Wade T. Iams, MD, on NSCLC: Combining an Antigen-Presenting Cell Activator With Pembrolizumab
SITC 2022
Wade T. Iams, MD, of Vanderbilt University Medical Center, discusses phase II efficacy results from the first-line non–small cell lung cancer cohort of the TACTI-002 study. The results suggest that when combined with pembrolizumab, eftilagimod alpha yielded encouraging efficacy across all PD-L1 levels, including patients with PD-L1 low and PD-L1 negative disease (Abstract 1470).
Transcript
Disclaimer: This video transcript has not been proofread or edited and may contain errors.
The purpose of this study was to evaluate the soluble LAG-3 agonist, FD, in combination with pembrolizumab in patients with non-small cell lung cancer who were treatment naive. This is the first-line cohort of the -D002 clinical trial, and the approach was FD plus pembrolizumab for one year followed by pembrolizumab continuation for a second year for patients who continued to achieve clinical benefit. Key components of the clinical trial cohort. It was 114 patients. PDL1 was evenly spaced from less than 1%, 1% to 49%, and greater than 50%. In fact, 75% of patients had PDL1 less than 50%. Histology included squamous in one-third of patients and non-squamous in two-thirds of patients. The primary endpoint was objective response rate with a benchmark of 35% set to compare historically in this single arm study. The primary endpoint was met with an objective response rate of 40%.
Across histologies, we saw this even between squamous and non-squamous, and we did see step-wise benefit in response by PDL1 status. So patients with PDL1 less than 1% had an objective response rate of 30%, which is impressive for this often difficult to treat cohort without chemotherapy, patients with PDL1 1% to 49% had a response rate of 45%, and patients with PDL1 greater than 50% had a response rate of 55%.
The survival outcomes are still maturing, but we do have a median duration of response among responders that's an interim value to report, and that's 22 months. So very good duration of response in patients who did respond from this therapy. We did see step-wise improvement in median progression-free survival in addition to response by PDL1 status. So patients with PDL1 high disease had the longest median progression-free survival and step-wise decrease by lower PDL1 when individuals were treated with the FD plus pembrolizumab combination. We await longer-term results for the survival outcomes.

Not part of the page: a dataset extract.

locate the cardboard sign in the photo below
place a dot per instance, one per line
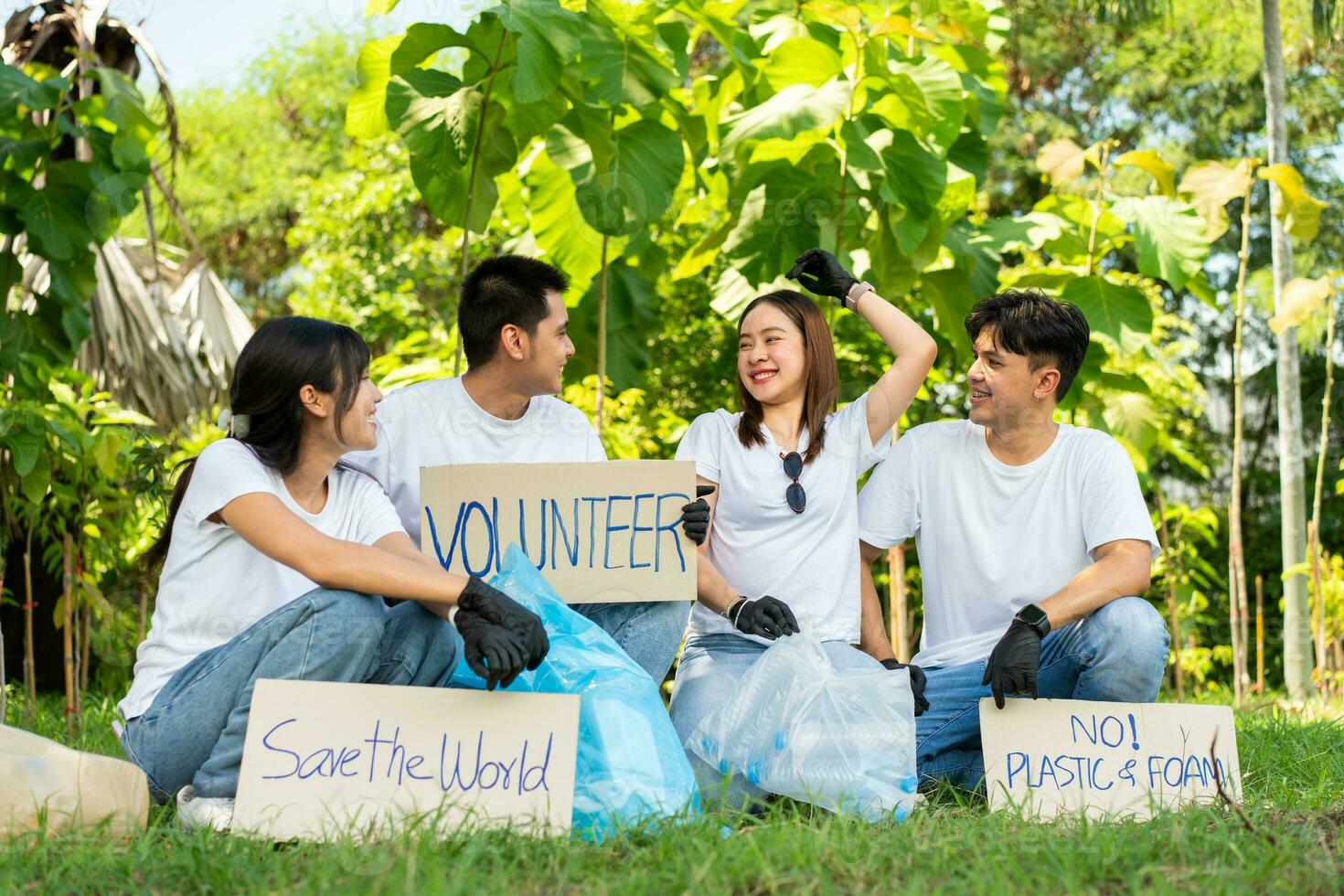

In terms of toxicity, the combination of FD plus pembrolizumab was highly tolerable, more similar to pembrolizumab monotherapy, when we focus in on unique toxicities; that includes injection site reaction. Because FD is a subcutaneous injection, the frequency of injection site reaction was approximately 25% in these patients. It was grade one and two in all patients. There were no grade three or greater injection site reactions. And honing in to immune-related adverse events and whether that combination of FD plus pembrolizumab adds to toxicity, we did not see increases compared to typical numbers for clinical trials in patients with treatment naive non-small cell lung cancer. Rates of pneumonitis were approximately 5%. Thyroid abnormalities were also around 5% for immune-related adverse events in this patient population.
In sum, and a critical point of emphasis, FD is a soluble LAG-3 agonist, which has a distinct mechanism of action compared to our currently available LAG-3 monoclonal antibodies. It activates antigen presenting cells upstream of T cells and, in combination with pembrolizumab in this moderate size cohort of treatment naive patients with non-small cell lung cancer, we saw very encouraging objective response results and encouraging survival results that are still maturing. So ongoing discussions with regulatory agencies continue and we look forward to further development of FD.